While supplies were gathered in the effort, they were then distributed not directly to the States who could then channel the goods to the care providers who most needed them, but to six private companies.
This paved the way for those for-profit firms to sell the goods to the highest State bidders, creating a real bidding war among Governors.
“The U.S. lacked a plan….and a sense of management and organization, not chaos. We needed leadership and a plan,” Dr. Berwick commented on the situation.
Health Populi’s Hot Points: A consistent theme across all ten of the 2020 Shkreli Awards is that of “the business model(s)” which underpin health care in the U.S.
Let’s count the 2020 Corona-era Awards down to see the convergences across the events, which lead to an over-arching systemic issue and question.
#10 – Medical staffing companies cut doctors’ pay while spending millions on political ads
#9- Missouri sues televangelist Jim Bakker for selling fake coronavirus cure
#8 – These towns trusted a doctor to set up COVID testing; sample patient fee = #1,944
#7 – Nurse claims North Texas Hospital fired her because she wanted to wear a medical mask (discussed above)
#6 – Brigham and Women’s president wrote opinion piece critical of efforts to control drug prices
#5 – WHO patent pool for potential COVID-19 products is ‘nonsense,’ pharma leaders claim
#4 – Leaders indicted at Soldiers’ Home where at least 76 people died in COVID-19 outbreak
#3 – Some California hospitals refused COVID-19 transfers for financial reasons, state emails show
#2 – Moderna sets high price in early coronavirus vaccine supply deals (discussed above)
#1 – “Moronic but consistent” – outrage over Trump admin giving PPE to private companies, not States.
Taken together, we can synthesize one over-arching question: “Is the U.S. capable of acting with a sense of solidarity?” succinctly posed by Dr. Berwick.

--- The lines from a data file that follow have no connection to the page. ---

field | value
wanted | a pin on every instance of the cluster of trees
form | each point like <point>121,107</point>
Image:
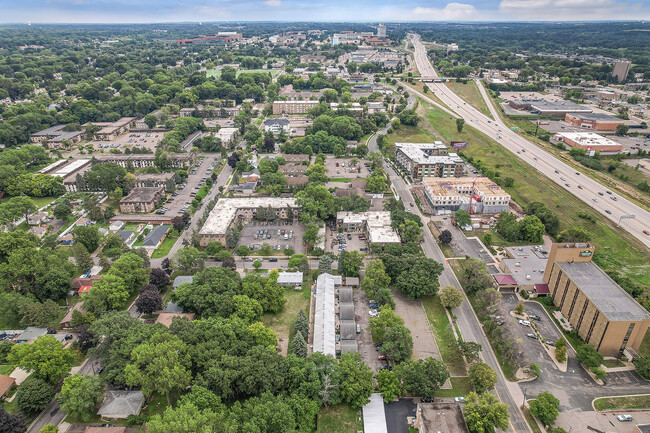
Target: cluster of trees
<point>529,229</point>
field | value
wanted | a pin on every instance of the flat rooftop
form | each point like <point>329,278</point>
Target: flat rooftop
<point>226,208</point>
<point>588,139</point>
<point>610,298</point>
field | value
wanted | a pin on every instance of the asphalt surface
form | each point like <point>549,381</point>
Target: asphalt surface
<point>470,327</point>
<point>535,156</point>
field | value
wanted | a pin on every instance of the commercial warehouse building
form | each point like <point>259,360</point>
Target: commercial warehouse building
<point>472,194</point>
<point>600,310</point>
<point>376,225</point>
<point>595,121</point>
<point>228,211</point>
<point>428,159</point>
<point>589,141</point>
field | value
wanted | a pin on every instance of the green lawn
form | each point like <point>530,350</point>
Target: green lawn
<point>617,251</point>
<point>635,402</point>
<point>6,369</point>
<point>339,419</point>
<point>443,333</point>
<point>461,387</point>
<point>282,322</point>
<point>164,248</point>
<point>469,93</point>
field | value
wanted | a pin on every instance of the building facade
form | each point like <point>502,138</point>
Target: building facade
<point>601,311</point>
<point>428,160</point>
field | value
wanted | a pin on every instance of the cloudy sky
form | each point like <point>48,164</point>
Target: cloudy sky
<point>137,11</point>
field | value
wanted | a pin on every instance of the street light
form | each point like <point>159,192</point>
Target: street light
<point>626,216</point>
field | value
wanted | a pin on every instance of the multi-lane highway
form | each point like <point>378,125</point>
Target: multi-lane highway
<point>616,208</point>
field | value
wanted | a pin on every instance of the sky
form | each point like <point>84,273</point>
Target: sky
<point>148,11</point>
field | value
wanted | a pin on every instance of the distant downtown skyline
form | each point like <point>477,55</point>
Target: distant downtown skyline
<point>151,11</point>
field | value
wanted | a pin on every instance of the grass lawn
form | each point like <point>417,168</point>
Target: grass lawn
<point>635,402</point>
<point>164,248</point>
<point>217,74</point>
<point>530,420</point>
<point>282,322</point>
<point>469,93</point>
<point>40,201</point>
<point>6,369</point>
<point>617,251</point>
<point>461,388</point>
<point>443,333</point>
<point>339,419</point>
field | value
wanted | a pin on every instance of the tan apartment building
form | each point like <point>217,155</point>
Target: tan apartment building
<point>293,107</point>
<point>142,199</point>
<point>600,310</point>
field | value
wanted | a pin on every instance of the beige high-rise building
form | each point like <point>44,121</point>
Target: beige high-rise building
<point>602,313</point>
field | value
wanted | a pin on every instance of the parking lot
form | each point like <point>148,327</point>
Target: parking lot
<point>182,198</point>
<point>257,233</point>
<point>336,242</point>
<point>364,339</point>
<point>139,140</point>
<point>343,169</point>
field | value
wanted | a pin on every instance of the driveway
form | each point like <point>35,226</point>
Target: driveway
<point>415,319</point>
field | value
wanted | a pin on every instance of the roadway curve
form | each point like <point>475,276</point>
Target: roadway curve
<point>535,156</point>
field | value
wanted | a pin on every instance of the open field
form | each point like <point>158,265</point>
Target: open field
<point>339,419</point>
<point>617,251</point>
<point>469,93</point>
<point>635,402</point>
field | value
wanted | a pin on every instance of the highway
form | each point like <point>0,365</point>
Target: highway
<point>470,327</point>
<point>614,207</point>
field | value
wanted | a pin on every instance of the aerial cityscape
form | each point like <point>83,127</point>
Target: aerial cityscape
<point>264,217</point>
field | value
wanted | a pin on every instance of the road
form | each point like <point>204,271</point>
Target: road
<point>543,161</point>
<point>53,414</point>
<point>469,325</point>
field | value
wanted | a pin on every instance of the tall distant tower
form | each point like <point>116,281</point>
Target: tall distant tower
<point>381,31</point>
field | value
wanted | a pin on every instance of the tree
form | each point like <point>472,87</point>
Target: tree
<point>354,379</point>
<point>161,364</point>
<point>398,343</point>
<point>445,237</point>
<point>462,218</point>
<point>482,377</point>
<point>531,229</point>
<point>298,345</point>
<point>159,279</point>
<point>484,413</point>
<point>589,356</point>
<point>88,236</point>
<point>451,297</point>
<point>389,385</point>
<point>33,395</point>
<point>46,356</point>
<point>11,423</point>
<point>422,377</point>
<point>460,123</point>
<point>109,293</point>
<point>149,301</point>
<point>80,394</point>
<point>545,408</point>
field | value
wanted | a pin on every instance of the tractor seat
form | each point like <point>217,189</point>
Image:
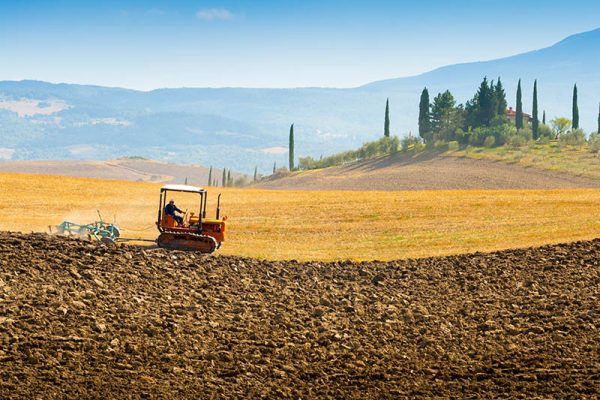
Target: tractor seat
<point>168,221</point>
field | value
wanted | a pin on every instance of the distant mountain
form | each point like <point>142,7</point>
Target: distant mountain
<point>242,128</point>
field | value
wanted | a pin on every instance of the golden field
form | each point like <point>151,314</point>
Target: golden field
<point>321,225</point>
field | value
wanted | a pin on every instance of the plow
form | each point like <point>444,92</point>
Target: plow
<point>192,232</point>
<point>98,230</point>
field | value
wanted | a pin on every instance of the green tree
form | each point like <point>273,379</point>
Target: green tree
<point>386,124</point>
<point>560,125</point>
<point>441,110</point>
<point>487,105</point>
<point>535,124</point>
<point>544,118</point>
<point>424,116</point>
<point>291,148</point>
<point>500,96</point>
<point>575,109</point>
<point>519,112</point>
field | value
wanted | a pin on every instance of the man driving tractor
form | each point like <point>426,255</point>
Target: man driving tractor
<point>171,209</point>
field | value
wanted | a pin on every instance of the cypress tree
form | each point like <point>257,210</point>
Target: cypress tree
<point>575,109</point>
<point>291,148</point>
<point>424,116</point>
<point>535,124</point>
<point>519,112</point>
<point>500,95</point>
<point>386,124</point>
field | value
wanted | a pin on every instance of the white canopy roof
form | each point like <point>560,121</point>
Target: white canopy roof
<point>183,188</point>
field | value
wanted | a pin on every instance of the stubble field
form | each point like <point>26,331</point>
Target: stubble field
<point>322,225</point>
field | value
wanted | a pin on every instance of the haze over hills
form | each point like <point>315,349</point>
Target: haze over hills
<point>240,128</point>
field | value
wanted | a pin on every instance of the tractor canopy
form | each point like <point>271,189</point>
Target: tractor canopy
<point>183,188</point>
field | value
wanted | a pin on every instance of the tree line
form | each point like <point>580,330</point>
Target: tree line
<point>484,120</point>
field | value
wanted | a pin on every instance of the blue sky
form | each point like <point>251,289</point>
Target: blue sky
<point>160,43</point>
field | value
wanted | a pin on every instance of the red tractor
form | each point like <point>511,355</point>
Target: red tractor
<point>195,232</point>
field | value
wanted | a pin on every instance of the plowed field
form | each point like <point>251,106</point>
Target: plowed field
<point>78,320</point>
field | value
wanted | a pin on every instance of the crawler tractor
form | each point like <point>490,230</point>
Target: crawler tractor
<point>195,232</point>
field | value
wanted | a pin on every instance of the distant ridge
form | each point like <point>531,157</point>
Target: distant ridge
<point>246,128</point>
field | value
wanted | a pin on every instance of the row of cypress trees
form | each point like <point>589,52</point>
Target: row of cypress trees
<point>488,103</point>
<point>226,179</point>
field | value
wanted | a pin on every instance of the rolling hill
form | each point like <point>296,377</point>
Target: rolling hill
<point>242,128</point>
<point>121,169</point>
<point>426,171</point>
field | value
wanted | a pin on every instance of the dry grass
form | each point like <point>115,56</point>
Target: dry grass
<point>308,225</point>
<point>553,156</point>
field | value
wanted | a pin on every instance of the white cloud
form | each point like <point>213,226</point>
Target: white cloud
<point>211,14</point>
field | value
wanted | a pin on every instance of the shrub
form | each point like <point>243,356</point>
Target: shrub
<point>409,141</point>
<point>489,141</point>
<point>453,145</point>
<point>545,131</point>
<point>440,145</point>
<point>544,140</point>
<point>594,142</point>
<point>573,137</point>
<point>516,141</point>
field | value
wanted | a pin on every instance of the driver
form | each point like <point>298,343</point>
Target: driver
<point>171,209</point>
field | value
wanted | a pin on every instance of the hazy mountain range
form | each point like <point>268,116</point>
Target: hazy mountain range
<point>240,128</point>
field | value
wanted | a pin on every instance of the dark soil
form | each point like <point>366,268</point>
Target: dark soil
<point>79,320</point>
<point>427,171</point>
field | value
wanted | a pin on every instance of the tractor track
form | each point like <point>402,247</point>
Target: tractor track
<point>80,320</point>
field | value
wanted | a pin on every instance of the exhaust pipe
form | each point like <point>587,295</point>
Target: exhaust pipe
<point>218,206</point>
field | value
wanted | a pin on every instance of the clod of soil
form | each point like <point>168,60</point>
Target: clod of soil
<point>80,320</point>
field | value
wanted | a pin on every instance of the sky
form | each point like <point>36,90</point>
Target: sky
<point>269,43</point>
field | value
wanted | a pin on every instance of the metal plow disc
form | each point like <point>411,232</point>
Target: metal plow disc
<point>187,242</point>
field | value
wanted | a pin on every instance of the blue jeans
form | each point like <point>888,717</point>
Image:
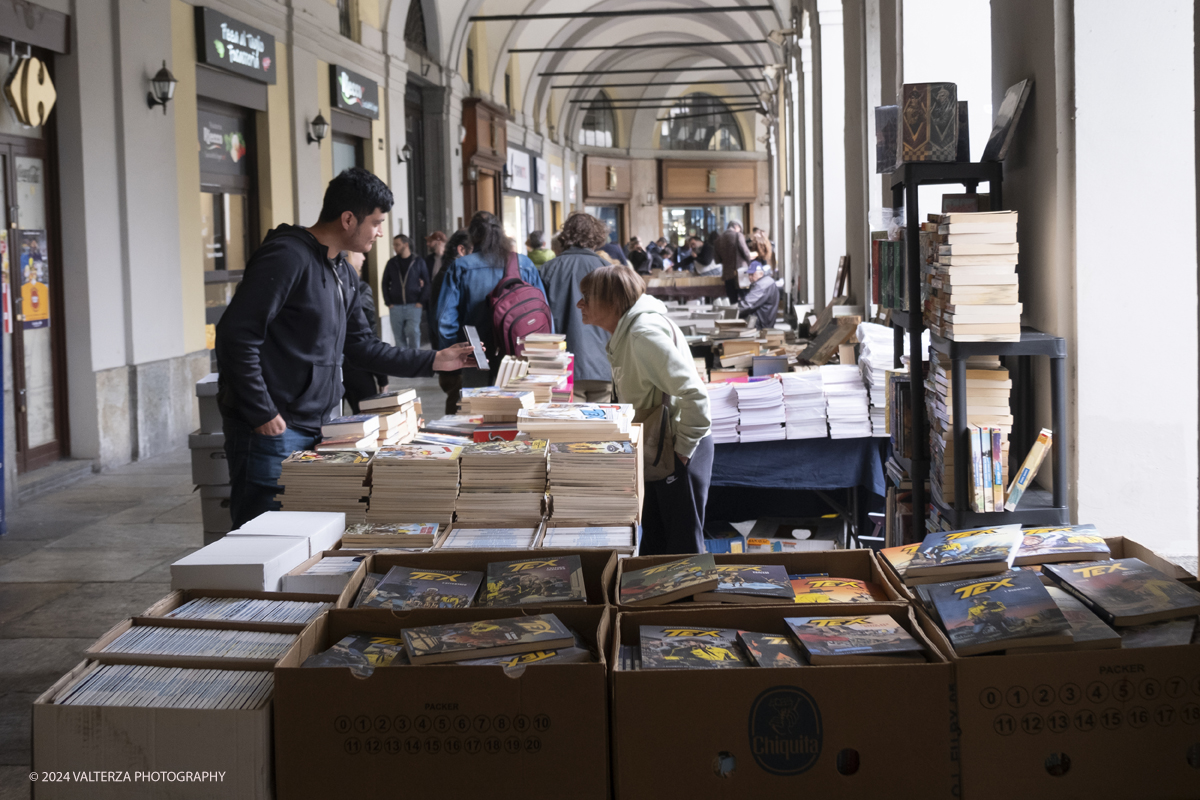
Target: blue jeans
<point>406,325</point>
<point>255,464</point>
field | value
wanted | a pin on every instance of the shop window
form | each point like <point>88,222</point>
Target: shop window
<point>599,124</point>
<point>700,121</point>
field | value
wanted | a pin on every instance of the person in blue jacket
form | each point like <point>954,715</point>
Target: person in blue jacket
<point>463,300</point>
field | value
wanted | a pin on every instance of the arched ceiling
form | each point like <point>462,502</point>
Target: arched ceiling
<point>700,62</point>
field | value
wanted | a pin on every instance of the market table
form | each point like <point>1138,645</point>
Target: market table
<point>767,475</point>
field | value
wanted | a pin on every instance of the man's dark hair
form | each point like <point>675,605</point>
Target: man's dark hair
<point>489,239</point>
<point>460,238</point>
<point>358,191</point>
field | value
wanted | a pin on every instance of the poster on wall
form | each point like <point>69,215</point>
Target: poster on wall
<point>5,283</point>
<point>35,293</point>
<point>519,170</point>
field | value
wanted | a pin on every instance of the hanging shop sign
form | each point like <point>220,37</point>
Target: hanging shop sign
<point>225,42</point>
<point>519,170</point>
<point>355,94</point>
<point>30,92</point>
<point>222,143</point>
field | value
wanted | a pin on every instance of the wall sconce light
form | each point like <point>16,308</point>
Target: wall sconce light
<point>318,130</point>
<point>162,89</point>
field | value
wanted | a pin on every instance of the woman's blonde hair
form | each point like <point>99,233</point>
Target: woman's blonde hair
<point>615,287</point>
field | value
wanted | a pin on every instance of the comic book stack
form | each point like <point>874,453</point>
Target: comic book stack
<point>414,483</point>
<point>593,482</point>
<point>503,483</point>
<point>989,416</point>
<point>973,281</point>
<point>335,481</point>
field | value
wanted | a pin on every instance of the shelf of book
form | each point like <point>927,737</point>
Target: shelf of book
<point>905,182</point>
<point>1037,507</point>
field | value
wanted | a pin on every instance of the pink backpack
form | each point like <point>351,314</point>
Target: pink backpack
<point>517,310</point>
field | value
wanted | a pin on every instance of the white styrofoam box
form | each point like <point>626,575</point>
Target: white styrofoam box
<point>215,509</point>
<point>247,563</point>
<point>323,529</point>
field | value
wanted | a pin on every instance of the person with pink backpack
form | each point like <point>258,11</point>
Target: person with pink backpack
<point>496,289</point>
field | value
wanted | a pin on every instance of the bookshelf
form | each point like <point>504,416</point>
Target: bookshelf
<point>905,184</point>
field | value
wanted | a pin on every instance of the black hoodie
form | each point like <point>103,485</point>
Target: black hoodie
<point>281,341</point>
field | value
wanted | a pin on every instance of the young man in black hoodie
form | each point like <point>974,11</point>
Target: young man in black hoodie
<point>283,338</point>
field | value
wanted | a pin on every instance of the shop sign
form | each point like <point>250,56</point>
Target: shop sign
<point>519,170</point>
<point>234,46</point>
<point>355,94</point>
<point>223,146</point>
<point>556,182</point>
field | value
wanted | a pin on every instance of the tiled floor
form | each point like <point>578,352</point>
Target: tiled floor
<point>79,560</point>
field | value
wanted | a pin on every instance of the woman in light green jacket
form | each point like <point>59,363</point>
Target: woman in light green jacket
<point>651,359</point>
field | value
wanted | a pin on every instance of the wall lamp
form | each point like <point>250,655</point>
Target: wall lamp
<point>162,89</point>
<point>318,130</point>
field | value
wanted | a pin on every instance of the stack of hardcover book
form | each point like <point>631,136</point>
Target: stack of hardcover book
<point>975,282</point>
<point>804,404</point>
<point>503,482</point>
<point>593,482</point>
<point>411,482</point>
<point>335,481</point>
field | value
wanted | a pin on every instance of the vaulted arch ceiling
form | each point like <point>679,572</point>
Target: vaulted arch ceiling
<point>699,53</point>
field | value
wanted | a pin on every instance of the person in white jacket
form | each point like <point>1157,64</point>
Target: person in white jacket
<point>651,359</point>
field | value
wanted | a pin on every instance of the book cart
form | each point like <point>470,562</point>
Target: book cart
<point>905,182</point>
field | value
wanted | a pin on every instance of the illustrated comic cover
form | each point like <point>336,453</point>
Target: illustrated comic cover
<point>685,648</point>
<point>1125,591</point>
<point>665,582</point>
<point>408,588</point>
<point>832,638</point>
<point>461,641</point>
<point>1011,609</point>
<point>535,581</point>
<point>361,650</point>
<point>1067,543</point>
<point>771,649</point>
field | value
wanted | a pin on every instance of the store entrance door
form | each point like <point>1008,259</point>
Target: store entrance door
<point>35,284</point>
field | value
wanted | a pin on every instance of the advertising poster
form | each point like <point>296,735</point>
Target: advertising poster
<point>35,293</point>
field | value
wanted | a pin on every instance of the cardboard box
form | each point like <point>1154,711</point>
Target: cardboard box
<point>859,565</point>
<point>1099,723</point>
<point>215,509</point>
<point>442,731</point>
<point>252,563</point>
<point>323,584</point>
<point>70,739</point>
<point>832,732</point>
<point>599,566</point>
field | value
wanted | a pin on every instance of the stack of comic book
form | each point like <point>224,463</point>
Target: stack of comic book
<point>335,481</point>
<point>414,483</point>
<point>593,482</point>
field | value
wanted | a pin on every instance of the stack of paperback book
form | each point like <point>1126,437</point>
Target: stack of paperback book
<point>335,481</point>
<point>495,404</point>
<point>975,280</point>
<point>414,482</point>
<point>576,421</point>
<point>845,402</point>
<point>804,404</point>
<point>593,482</point>
<point>876,360</point>
<point>723,409</point>
<point>503,482</point>
<point>760,410</point>
<point>988,408</point>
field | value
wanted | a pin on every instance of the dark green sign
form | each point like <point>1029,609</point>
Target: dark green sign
<point>225,42</point>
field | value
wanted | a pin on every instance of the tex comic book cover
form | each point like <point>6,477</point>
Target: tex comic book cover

The good doctor noted that we “need a value system of solidarity.”
We have been able to mobilize in wartime, Dr. Berwick observed. FDR demonstrated readiness in World War II. “It wasn’t easy or pretty but it happened,” Dr. B said.
In the pandemic, America’s inability to do this has cost us thousands of lives.
Dr. Hanna-Attisha dove further into this idea in terms of what this says about the U.S. health care system. “Why don’t we care about our neighbors versus ourselves? How can we shift from individualism to collectivism for each other?” the way she has helped her fellow health citizens in Flint do.
“How do we get to a place where we are ‘we’ caring for each other, and not avert our eyes?” Dr. Hanna-Attisha asked.
We have that opportunity to open our eyes as we begin a New Year, calling out egregious examples of bad behavior in U.S. health care. These come from systemic issues of “business models” gone awry in U.S. health care.
As I continue to explain and push for Health Citizenship in America, these events from the past year point out at least ten arguments for building health care back better with a national, love-thy-brother-and-sister lens. Some thoughts on “we” versus “I” in a public health crisis, in a value system of solidarity…
We could have nationalized a PPE and testing strategy from the beginning.
We could have joined with our global health citizens and governments to share information and patents for what are public health products — vaccines, therapies, preventive strategies — to hasten development and goodwill.
What would the world look like if, on behalf of wellbeing for the human race, we make intellectual property available in the case of pandemic crises?
What if, in this handful of cases, corporations “acted with generosity,” as Dr. Berwick phrased the challenge.”
Considering “the concept of bottling up knowledge to save millions of lives…I don’t think there’s an economic theory withstanding scrutiny,” Dr. B. concluded.